A. While the Two-Pointer Algorithm is most commonly used with sorted arrays, it can also be adapted for use with unsorted arrays in some cases. However, it may require additional steps, such as sorting a copy of the array or using a hash table to track elements.
Q. What are some common problems solved using the Two-Pointer Algorithm?
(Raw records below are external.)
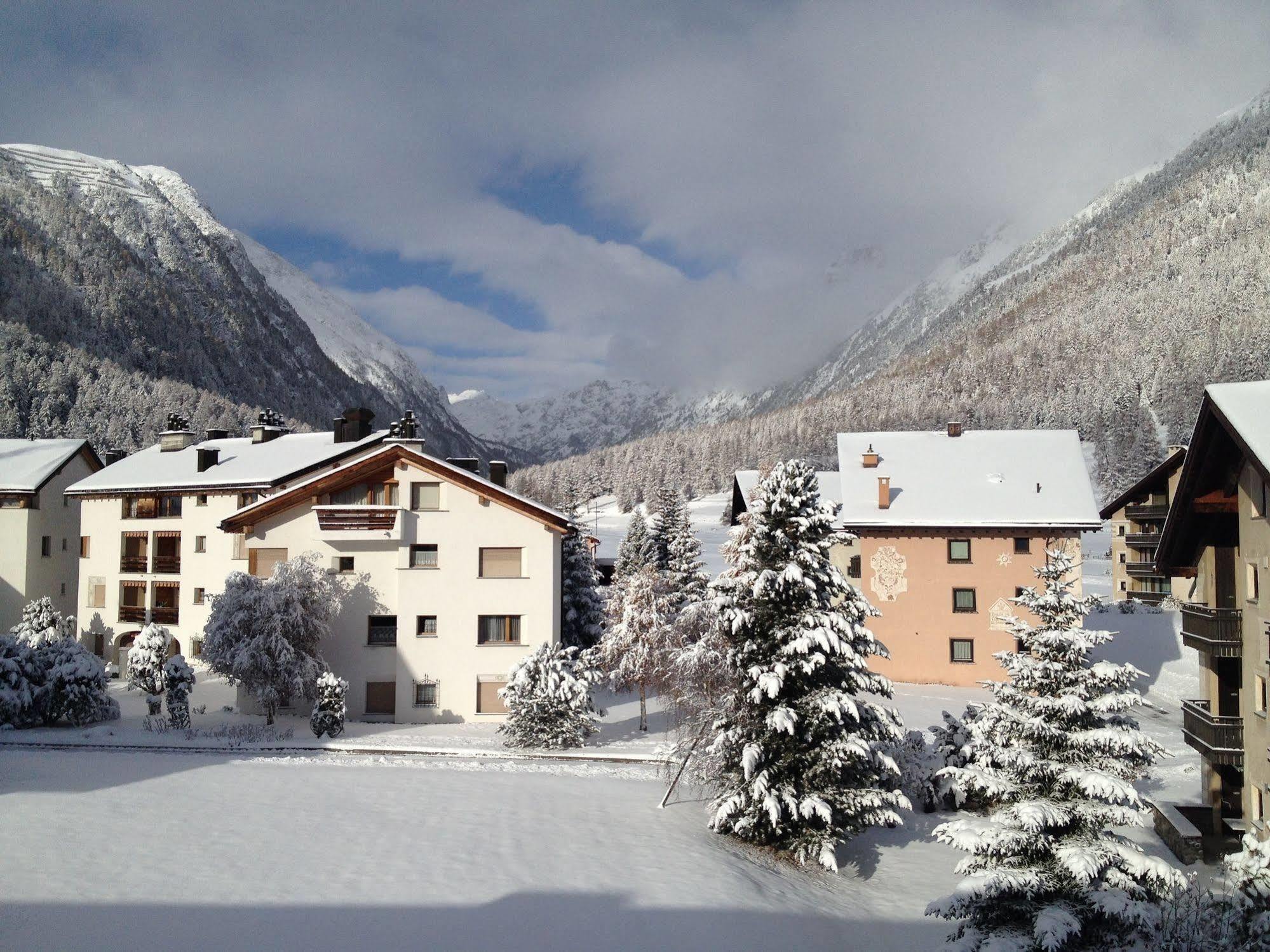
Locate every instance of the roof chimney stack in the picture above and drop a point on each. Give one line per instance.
(178, 434)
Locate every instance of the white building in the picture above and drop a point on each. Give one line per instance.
(38, 526)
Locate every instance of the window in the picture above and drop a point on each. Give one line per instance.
(501, 564)
(498, 630)
(424, 495)
(260, 561)
(423, 556)
(487, 697)
(381, 697)
(381, 630)
(426, 694)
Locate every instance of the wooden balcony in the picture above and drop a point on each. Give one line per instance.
(1219, 631)
(1219, 739)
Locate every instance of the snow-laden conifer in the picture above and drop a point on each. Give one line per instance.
(582, 610)
(634, 649)
(146, 658)
(179, 681)
(329, 709)
(1053, 756)
(802, 751)
(549, 701)
(264, 634)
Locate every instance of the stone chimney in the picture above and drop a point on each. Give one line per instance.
(268, 426)
(178, 436)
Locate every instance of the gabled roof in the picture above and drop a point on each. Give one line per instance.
(1150, 483)
(1023, 479)
(1234, 422)
(241, 464)
(374, 462)
(27, 465)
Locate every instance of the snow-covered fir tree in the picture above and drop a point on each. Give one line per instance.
(801, 748)
(582, 610)
(637, 550)
(634, 648)
(264, 634)
(146, 658)
(41, 622)
(329, 709)
(1055, 754)
(549, 701)
(179, 681)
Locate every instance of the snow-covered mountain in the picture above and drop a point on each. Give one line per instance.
(122, 273)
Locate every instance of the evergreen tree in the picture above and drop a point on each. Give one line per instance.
(329, 709)
(1053, 756)
(801, 751)
(634, 648)
(146, 658)
(549, 701)
(582, 608)
(179, 680)
(637, 550)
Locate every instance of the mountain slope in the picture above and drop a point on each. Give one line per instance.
(1111, 324)
(123, 273)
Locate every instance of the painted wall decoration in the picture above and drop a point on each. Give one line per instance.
(888, 580)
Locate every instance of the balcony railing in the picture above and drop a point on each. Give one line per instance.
(166, 565)
(1219, 631)
(164, 615)
(1219, 739)
(367, 518)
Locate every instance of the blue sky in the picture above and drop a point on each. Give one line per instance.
(531, 196)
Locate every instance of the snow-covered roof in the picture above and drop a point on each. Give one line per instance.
(241, 464)
(831, 488)
(398, 450)
(982, 478)
(25, 465)
(1246, 406)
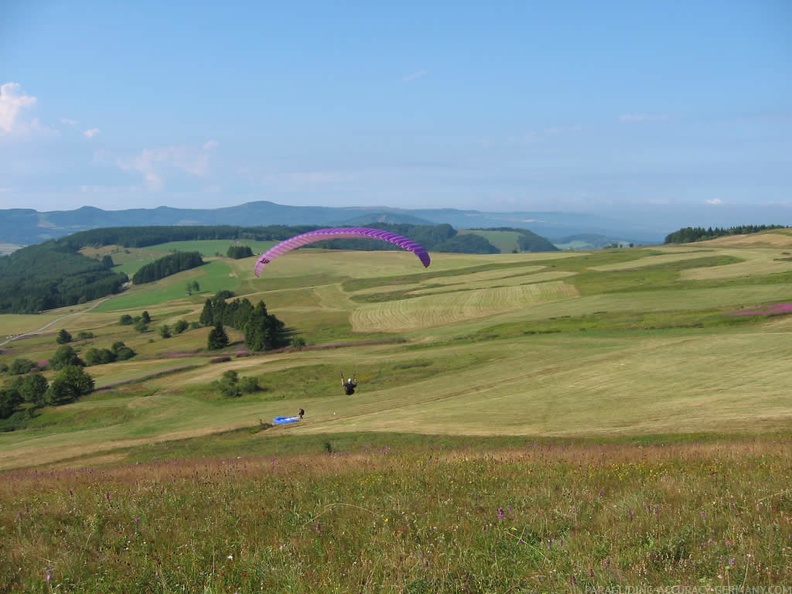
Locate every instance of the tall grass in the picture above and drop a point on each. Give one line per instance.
(554, 517)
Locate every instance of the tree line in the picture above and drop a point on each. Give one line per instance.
(55, 274)
(166, 266)
(263, 331)
(692, 234)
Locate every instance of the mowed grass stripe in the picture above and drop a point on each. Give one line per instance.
(438, 310)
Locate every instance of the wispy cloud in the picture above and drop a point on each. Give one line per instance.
(635, 118)
(414, 76)
(154, 163)
(536, 137)
(14, 104)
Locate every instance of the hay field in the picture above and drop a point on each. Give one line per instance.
(459, 348)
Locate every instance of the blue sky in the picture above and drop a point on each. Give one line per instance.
(680, 108)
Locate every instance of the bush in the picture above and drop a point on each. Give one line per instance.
(249, 385)
(71, 383)
(63, 337)
(21, 366)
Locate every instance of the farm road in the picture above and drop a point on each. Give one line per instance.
(52, 323)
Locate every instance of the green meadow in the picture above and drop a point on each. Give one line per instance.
(551, 422)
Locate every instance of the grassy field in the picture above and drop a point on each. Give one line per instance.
(524, 422)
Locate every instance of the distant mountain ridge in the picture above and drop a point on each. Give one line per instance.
(21, 226)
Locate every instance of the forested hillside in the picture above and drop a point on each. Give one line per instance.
(691, 234)
(51, 275)
(55, 274)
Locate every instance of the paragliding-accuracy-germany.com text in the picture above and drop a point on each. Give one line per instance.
(680, 589)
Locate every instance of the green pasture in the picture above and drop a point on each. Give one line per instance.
(561, 422)
(623, 342)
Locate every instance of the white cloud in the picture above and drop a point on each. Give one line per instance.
(634, 118)
(543, 135)
(12, 103)
(414, 75)
(154, 163)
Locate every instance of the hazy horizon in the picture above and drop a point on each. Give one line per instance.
(657, 114)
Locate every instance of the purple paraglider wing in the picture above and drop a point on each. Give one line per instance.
(341, 232)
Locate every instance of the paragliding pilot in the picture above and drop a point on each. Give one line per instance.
(349, 384)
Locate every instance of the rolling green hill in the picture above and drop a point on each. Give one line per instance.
(613, 342)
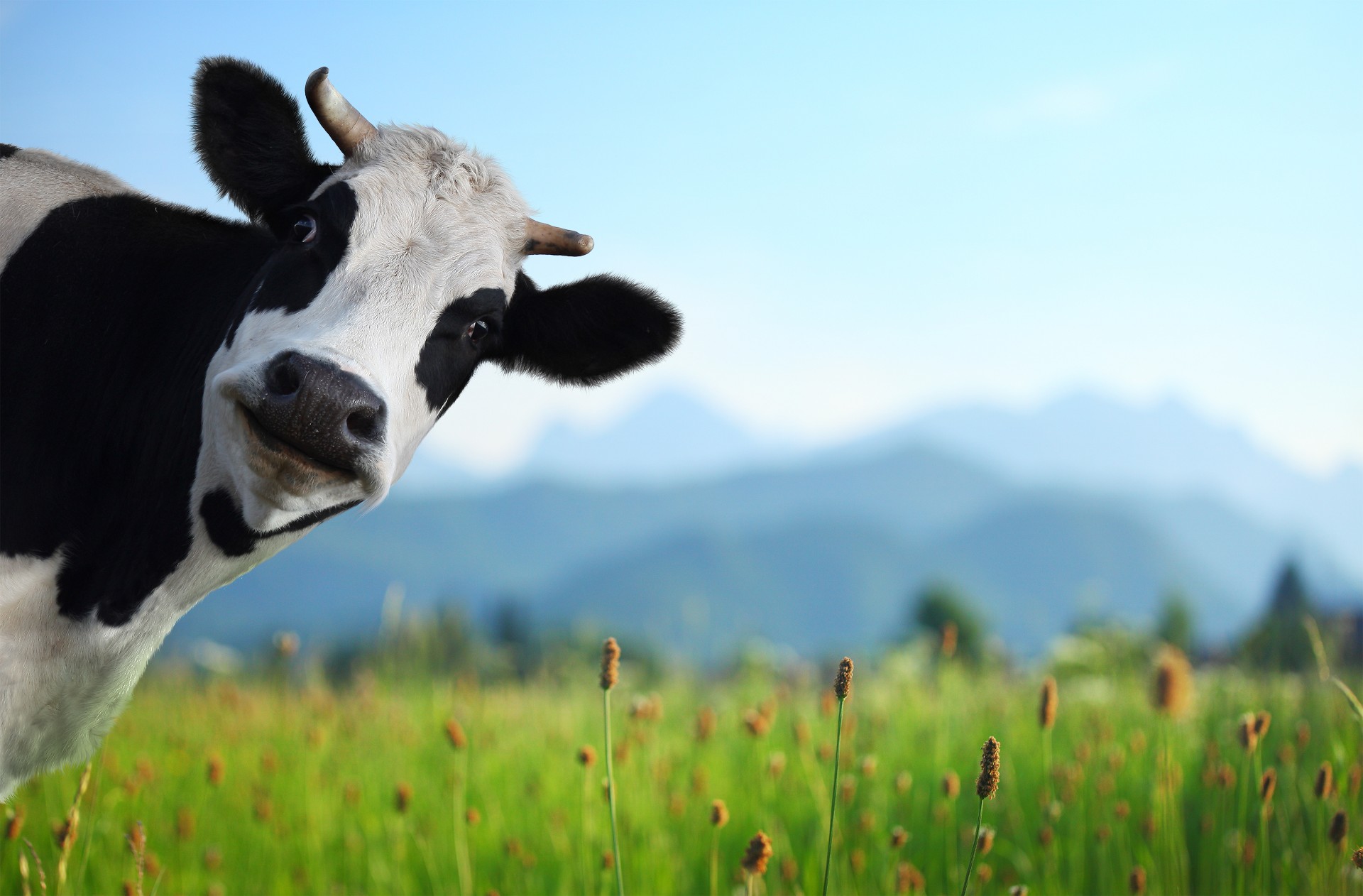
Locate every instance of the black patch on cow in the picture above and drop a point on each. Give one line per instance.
(112, 311)
(293, 275)
(586, 332)
(250, 138)
(449, 358)
(229, 531)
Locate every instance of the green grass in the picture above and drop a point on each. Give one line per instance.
(307, 802)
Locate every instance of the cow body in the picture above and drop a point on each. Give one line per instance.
(183, 396)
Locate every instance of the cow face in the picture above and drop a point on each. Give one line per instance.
(390, 278)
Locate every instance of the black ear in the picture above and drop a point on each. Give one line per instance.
(250, 138)
(588, 332)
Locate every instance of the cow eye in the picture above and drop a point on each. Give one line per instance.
(476, 330)
(305, 228)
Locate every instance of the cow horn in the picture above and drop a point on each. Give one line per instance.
(336, 114)
(545, 239)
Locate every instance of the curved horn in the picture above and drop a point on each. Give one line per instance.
(545, 239)
(336, 114)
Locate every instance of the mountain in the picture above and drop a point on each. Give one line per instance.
(669, 437)
(819, 554)
(1087, 441)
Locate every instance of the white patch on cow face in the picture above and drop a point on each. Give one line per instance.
(435, 223)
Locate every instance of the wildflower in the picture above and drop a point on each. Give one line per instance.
(758, 854)
(843, 684)
(16, 826)
(610, 665)
(1050, 703)
(987, 785)
(1246, 733)
(951, 635)
(1173, 682)
(454, 731)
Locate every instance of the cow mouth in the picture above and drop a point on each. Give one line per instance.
(285, 450)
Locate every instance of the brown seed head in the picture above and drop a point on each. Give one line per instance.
(951, 635)
(1173, 682)
(987, 785)
(610, 665)
(1050, 703)
(16, 826)
(1246, 734)
(1268, 785)
(1324, 780)
(1339, 828)
(758, 854)
(843, 684)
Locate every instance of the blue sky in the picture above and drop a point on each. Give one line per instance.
(863, 210)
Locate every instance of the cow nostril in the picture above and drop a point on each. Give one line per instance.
(363, 423)
(281, 378)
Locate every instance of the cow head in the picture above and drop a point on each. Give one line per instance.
(392, 278)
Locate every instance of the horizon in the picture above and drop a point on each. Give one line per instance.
(1077, 198)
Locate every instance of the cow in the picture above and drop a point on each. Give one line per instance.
(182, 395)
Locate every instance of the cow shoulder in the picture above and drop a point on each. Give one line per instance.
(35, 182)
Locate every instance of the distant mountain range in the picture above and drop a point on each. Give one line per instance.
(704, 540)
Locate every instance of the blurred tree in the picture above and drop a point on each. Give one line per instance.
(1279, 640)
(1176, 622)
(941, 603)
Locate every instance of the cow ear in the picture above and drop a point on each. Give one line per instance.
(586, 332)
(250, 138)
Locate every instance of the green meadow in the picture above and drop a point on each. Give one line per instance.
(290, 785)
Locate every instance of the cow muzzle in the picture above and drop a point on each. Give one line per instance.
(311, 423)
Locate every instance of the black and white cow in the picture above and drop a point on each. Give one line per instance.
(183, 396)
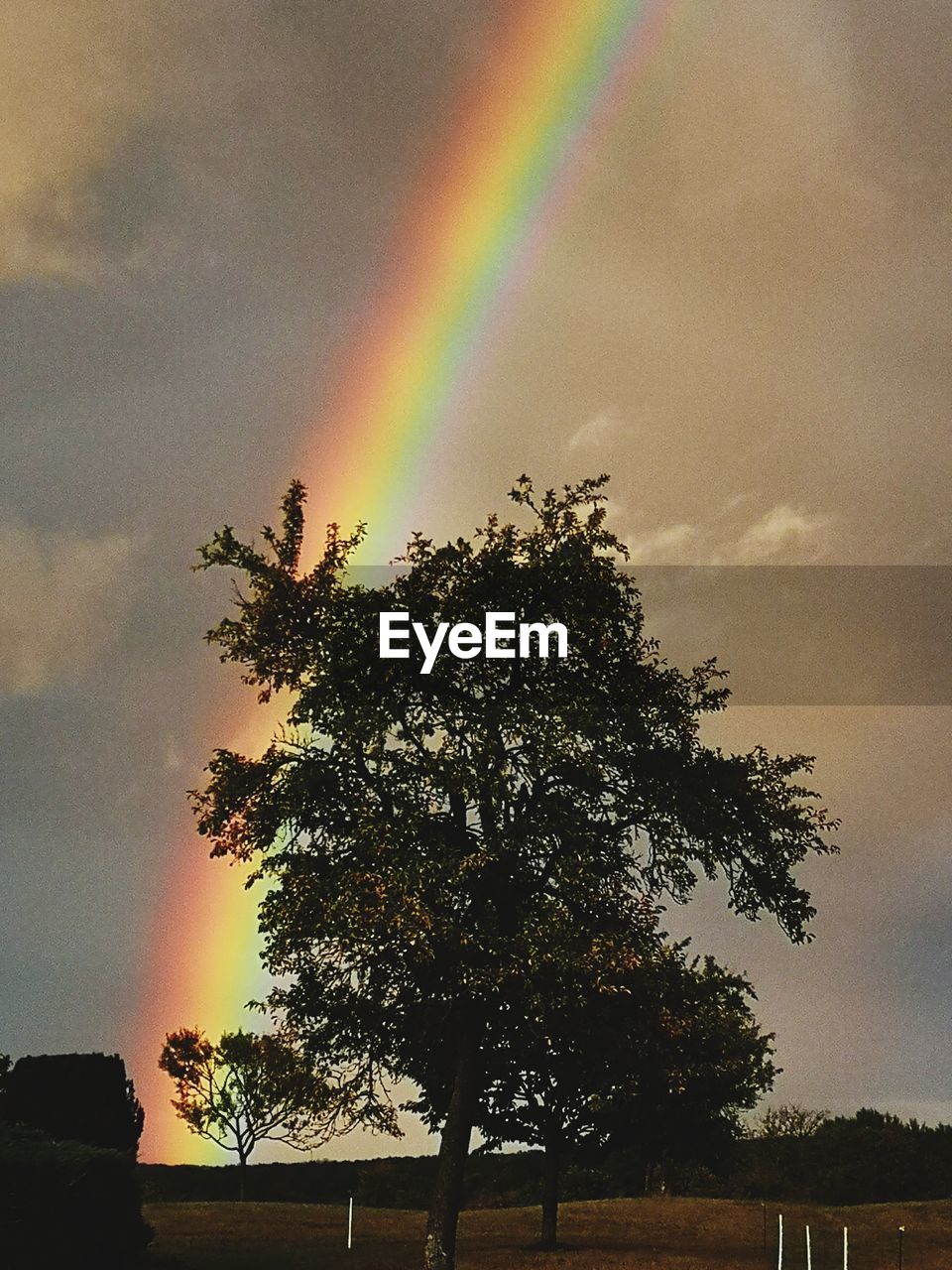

A. The Two-Pointer Algorithm is used in a variety of problems, including finding pairs with a given sum, checking if an array is a palindrome, merging two sorted arrays, and finding the maximum subarray sum (Kadane’s Algorithm), among others.
Conclusion
In conclusion, the Two-Pointer Algorithm is a powerful and efficient technique in various programming and algorithmic scenarios. This algorithm is particularly useful when dealing with sorted arrays or lists and allows us to solve problems related to searching, finding pairs, or optimizing solutions with a time complexity of O(n) or O(n log n), depending on the specific problem.
- The Two-Pointer Algorithm involves using two pointers or indices that traverse the data structure, typically an array or list, in a coordinated manner.
- It is most effective when working with sorted data because the relative positions of the two pointers can be adjusted based on the comparison of elements.
- The algorithm’s efficiency stems from reducing the search space or solving the problem in linear time or logarithmic time.
- This technique is commonly used for finding pairs with a specific sum, determining if a triplet exists with a given sum, searching for a target element in a sorted array, and more.
- The time complexity of the Two-Pointer Algorithm depends on the specific problem but often results in efficient solutions compared to brute-force approaches.